Is Audio A Destination Or A Waypoint?
As podcasting experiences its own “pivot to video” era, it's time for a bit of existential thinking.
I decided to take an issue off to focus on, well, summer, mostly. Hope you don’t mind.
Today is mostly one big thing, but look below for listings for two new job openings at Magnificent Noise. Feel free to share (or apply yourself): one posting is for an Associate Producer on a new climate show, the other is a Senior Producer on a new show we are launching in business and self-development.
But first…
[TODAY’S FIRST THING: AUDIO AS A DESTINATION OR A WAYPOINT] As I’m writing this, there are three men in the Magnificent Noise office, busy running cables, adjusting lighting, and configuring equipment for our new three-camera 4k video studio. In just a few days, our tiny little audio production company will also be a tiny little video production company too, because apparently you can’t be a podcaster in 2024 unless you also have the ability to capture and produce video content as well as audio.
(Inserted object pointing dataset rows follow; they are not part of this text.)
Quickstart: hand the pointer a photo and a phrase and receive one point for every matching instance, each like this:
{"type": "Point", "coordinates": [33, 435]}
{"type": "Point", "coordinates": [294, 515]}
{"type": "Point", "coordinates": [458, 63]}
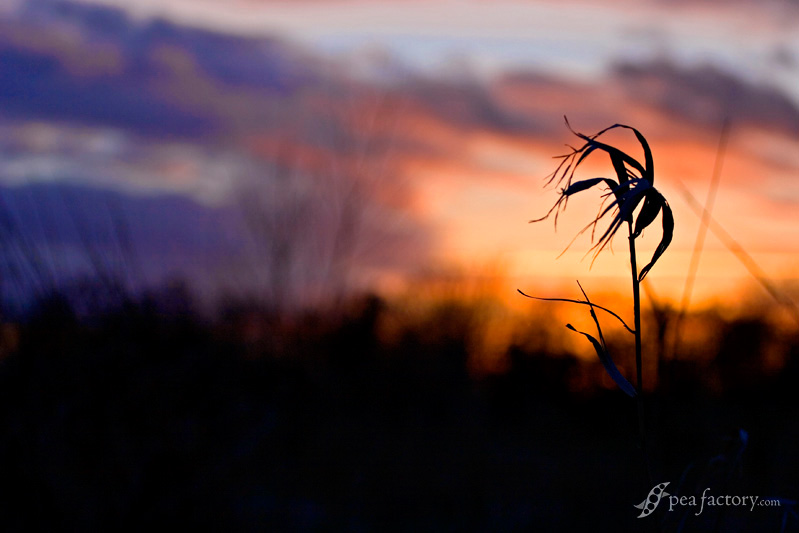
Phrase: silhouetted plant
{"type": "Point", "coordinates": [634, 202]}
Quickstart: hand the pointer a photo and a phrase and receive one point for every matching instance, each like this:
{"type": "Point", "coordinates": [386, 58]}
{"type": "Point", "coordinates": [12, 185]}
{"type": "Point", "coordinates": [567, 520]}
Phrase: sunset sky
{"type": "Point", "coordinates": [451, 112]}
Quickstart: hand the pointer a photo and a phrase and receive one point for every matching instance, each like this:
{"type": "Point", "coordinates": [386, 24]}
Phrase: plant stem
{"type": "Point", "coordinates": [639, 385]}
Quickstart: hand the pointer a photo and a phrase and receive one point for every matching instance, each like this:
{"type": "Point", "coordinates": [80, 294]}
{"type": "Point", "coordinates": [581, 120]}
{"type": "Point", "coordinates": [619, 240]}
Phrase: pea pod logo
{"type": "Point", "coordinates": [651, 502]}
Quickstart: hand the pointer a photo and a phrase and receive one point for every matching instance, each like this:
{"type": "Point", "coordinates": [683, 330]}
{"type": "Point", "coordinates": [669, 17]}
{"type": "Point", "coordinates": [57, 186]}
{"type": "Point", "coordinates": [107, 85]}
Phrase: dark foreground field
{"type": "Point", "coordinates": [141, 419]}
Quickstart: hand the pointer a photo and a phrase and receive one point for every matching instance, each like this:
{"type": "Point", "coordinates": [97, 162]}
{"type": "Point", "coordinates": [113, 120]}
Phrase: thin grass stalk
{"type": "Point", "coordinates": [639, 372]}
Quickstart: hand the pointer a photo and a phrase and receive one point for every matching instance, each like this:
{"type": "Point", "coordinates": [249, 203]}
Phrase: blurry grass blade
{"type": "Point", "coordinates": [608, 363]}
{"type": "Point", "coordinates": [668, 234]}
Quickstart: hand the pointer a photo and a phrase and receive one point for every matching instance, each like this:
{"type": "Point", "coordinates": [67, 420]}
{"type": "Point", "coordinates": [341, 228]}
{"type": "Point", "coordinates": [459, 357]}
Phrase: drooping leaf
{"type": "Point", "coordinates": [607, 362]}
{"type": "Point", "coordinates": [665, 240]}
{"type": "Point", "coordinates": [580, 186]}
{"type": "Point", "coordinates": [652, 204]}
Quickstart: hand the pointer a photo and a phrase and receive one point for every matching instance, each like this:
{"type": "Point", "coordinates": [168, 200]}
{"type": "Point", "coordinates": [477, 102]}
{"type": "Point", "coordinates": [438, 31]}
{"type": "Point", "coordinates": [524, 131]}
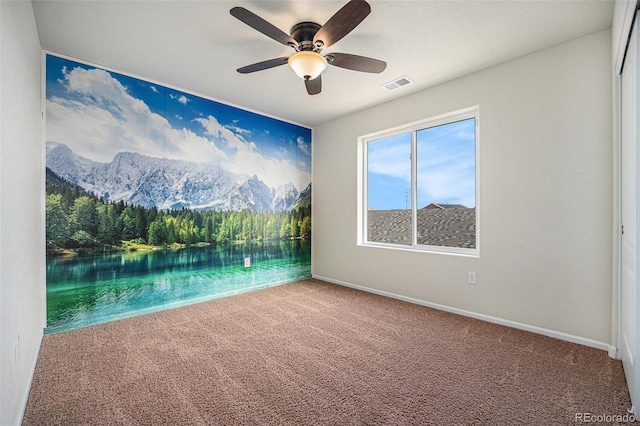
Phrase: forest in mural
{"type": "Point", "coordinates": [142, 179]}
I have incredibly complicated and deep feelings on this, which is why I’m going to be touching on this topic a few times in the coming months. The Audio Insurgent is also a way for me to get my head around these topics, too.
As podcasting is experiencing its own “pivot to video” it seems that almost every conversation about podcasting these days includes conversation about video, too.
And for good reason–for many shows, you can connect to a lot of people, and connect with them more often, by offering a video version of your podcast episodes. However, note that I said “For many shows…,” as your results will vary. Just within the shows that Magnificent Noise produces, we see wildly different results when posting to YouTube. We have several shows that have tried posting to YouTube and only seen dozens or a few hundred “views” per episode. Yet we also have one show that just posts audio-only episodes to YouTube (accompanied by a static image of the show art and captions), but those uploads often generate as many views as all the listens on all audio platforms combined. For that show’s audience, YouTube is a great place to listen.
The best practices and what/why/how of this is a topic for another day, but today I want to focus on a more existential question: Has audio been the destination for a lot of podcasters, or is it just a stop along the way to video?
To me, audio has been so much the final destination that I’ve never even asked myself this question before. It feels whole and complete—nothing is missing.
I think that many people would answer that differently–and, frankly, that really concerns me.
Over the past 5-7 years, we’ve seen a massive insurgence of video refugees into podcasting. They came in promising to take their vast experience in movies and television and use it to help shepherd podcasting into a fully-formed media industry. Most of these people have since left, after it became apparent that success in podcasting would require actual work, beyond just cashing VC checks, writing their own ridiculously large checks, and making huge promises with no idea how to deliver on them.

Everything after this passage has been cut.